The Cerulean Effect: What The Devil Wears Prada 2 Teaches About High-Low Marketing

Most people think they “discover” what they like. In reality, culture hands it to them—upstream decisions dressed up as personal taste. That’s the Cerulean Effect: prestige gets established at altitude, then trickles down through influence, retail, and conversation until it lands in the mainstream as something that feels inevitable. And The Devil Wears Prada 2 campaign built a whole marketing machine around it.

Cast your mind back to 2006. A simpler time, if you will.

A fictional magazine editor looks at her assistant's blue sweater and proceeds to verbally dismantle her entire sense of self in approximately ninety seconds.

Of course, it’s Meryl Streep’s iconic (should’ve been Oscar-winning) cerulean monologue.

If you somehow don't know it (and seriously, what rock have you been hiding under?), take a quick Google immediately. We'll wait. Just don’t move at a glacial pace.

The point Miranda was making (between the devastation) was about how cultural influence moves. A decision gets made at the very top. It filters down through layers of industry, retail, and trend. By the time it arrives in your wardrobe, you think you chose it. But you didn't, not really. You just didn't see who made the choice for you.

And now, twenty years later, the marketing team behind The Devil Wears Prada 2 took that exact principle and ran their entire campaign on it.

And turns out, they’re not the only ones doing it, either.

THE CERULEAN EFFECT DEFINED

Right, so here's what we're actually calling the Cerulean Effect.

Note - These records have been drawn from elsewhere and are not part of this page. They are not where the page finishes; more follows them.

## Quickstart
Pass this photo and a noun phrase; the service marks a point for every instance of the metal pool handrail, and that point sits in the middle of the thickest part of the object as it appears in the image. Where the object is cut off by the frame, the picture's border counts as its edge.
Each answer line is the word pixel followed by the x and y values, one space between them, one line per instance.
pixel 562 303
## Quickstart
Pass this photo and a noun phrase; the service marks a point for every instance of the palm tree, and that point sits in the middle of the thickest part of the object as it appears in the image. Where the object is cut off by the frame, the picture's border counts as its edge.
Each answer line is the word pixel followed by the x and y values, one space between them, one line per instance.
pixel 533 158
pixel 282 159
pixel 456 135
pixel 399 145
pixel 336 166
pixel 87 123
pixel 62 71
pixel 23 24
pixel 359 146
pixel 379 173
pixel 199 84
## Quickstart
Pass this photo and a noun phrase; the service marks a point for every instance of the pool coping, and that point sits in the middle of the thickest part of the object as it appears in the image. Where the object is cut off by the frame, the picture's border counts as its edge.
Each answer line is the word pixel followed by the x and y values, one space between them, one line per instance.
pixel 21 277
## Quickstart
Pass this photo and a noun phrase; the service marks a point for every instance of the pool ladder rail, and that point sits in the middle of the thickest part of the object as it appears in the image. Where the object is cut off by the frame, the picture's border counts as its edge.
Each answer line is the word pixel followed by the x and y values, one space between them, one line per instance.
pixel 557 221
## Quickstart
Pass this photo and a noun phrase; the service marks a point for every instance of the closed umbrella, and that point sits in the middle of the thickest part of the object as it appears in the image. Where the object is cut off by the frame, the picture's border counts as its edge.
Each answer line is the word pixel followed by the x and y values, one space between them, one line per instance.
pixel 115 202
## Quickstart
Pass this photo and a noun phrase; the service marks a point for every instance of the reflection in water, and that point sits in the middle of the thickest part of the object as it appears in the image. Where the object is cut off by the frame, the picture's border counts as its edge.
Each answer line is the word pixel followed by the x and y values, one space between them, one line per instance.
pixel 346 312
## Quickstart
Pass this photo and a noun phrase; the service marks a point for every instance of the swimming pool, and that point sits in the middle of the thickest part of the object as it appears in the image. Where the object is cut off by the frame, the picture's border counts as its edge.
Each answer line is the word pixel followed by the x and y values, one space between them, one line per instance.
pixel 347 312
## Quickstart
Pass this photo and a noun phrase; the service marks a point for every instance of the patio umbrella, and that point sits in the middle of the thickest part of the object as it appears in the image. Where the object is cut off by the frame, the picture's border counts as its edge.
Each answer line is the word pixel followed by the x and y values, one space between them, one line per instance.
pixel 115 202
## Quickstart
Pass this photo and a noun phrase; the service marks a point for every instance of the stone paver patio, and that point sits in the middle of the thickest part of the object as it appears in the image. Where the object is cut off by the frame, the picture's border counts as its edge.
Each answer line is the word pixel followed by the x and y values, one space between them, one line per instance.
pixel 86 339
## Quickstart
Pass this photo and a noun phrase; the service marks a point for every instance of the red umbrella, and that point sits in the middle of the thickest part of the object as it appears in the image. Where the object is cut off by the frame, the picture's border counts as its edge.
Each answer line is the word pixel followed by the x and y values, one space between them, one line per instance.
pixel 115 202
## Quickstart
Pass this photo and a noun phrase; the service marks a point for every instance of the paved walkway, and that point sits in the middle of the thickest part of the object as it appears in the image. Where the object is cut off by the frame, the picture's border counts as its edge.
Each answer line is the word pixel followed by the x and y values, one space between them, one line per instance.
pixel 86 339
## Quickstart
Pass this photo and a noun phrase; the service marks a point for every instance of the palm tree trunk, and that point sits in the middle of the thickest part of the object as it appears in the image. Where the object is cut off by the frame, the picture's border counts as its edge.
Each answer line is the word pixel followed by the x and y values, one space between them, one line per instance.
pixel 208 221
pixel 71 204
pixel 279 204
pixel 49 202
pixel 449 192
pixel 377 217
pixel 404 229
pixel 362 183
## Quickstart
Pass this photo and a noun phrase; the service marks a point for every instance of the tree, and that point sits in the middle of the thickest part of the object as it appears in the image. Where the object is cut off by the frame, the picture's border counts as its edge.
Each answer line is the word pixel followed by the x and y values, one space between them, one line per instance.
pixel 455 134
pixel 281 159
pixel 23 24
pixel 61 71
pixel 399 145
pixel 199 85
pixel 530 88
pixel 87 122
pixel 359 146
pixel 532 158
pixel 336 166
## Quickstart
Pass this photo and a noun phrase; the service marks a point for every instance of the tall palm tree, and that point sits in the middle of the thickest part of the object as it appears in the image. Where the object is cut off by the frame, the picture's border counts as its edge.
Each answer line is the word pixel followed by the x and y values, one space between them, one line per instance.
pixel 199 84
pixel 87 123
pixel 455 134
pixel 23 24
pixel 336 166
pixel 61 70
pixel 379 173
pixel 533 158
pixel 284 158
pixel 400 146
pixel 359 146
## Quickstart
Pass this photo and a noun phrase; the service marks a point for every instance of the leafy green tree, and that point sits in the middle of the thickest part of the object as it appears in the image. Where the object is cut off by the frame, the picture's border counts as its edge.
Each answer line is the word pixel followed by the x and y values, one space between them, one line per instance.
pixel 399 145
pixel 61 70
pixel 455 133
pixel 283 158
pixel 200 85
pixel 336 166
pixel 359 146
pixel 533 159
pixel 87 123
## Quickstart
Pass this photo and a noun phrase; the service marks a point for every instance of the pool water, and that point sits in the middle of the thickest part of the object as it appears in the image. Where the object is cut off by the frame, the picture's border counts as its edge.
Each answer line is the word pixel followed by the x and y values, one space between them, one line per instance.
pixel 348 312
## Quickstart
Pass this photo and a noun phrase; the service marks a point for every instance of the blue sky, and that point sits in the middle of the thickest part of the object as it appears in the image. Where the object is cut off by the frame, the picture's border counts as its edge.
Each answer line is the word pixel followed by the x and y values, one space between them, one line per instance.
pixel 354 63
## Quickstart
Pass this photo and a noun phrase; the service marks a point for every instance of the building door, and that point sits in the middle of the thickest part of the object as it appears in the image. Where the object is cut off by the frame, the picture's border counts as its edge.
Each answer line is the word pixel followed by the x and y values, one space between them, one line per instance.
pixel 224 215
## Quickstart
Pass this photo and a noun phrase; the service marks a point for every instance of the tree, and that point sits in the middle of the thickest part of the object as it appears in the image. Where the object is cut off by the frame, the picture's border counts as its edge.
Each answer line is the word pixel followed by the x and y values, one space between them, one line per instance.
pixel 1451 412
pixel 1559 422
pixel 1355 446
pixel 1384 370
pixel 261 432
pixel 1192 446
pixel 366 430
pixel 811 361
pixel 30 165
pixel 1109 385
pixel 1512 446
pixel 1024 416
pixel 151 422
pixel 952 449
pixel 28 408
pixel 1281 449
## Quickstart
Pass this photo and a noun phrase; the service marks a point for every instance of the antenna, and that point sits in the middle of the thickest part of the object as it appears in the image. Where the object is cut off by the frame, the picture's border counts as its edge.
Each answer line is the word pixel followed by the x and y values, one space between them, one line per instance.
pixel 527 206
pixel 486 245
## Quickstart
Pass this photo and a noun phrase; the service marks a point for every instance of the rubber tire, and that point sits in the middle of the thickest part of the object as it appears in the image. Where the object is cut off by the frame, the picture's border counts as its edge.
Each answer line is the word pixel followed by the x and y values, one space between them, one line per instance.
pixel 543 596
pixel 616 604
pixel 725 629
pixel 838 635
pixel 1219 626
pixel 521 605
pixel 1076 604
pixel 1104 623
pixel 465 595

The monologue explained how cultural relevance trickles — a decision made at altitude, passed through layers of industry and influence, until it arrives at ground level wearing the costume of a personal choice. Prestige is established upstream to the few, then access is sold downstream to the masses. Everyone along the way believes they're making a personal choice.

The Devil Wears Prada 2 campaign is the most recent masterclass in this. The marketing team structured their brand partnerships across tiers with the precision of someone who has absolutely read the cerulean monologue as professional development material.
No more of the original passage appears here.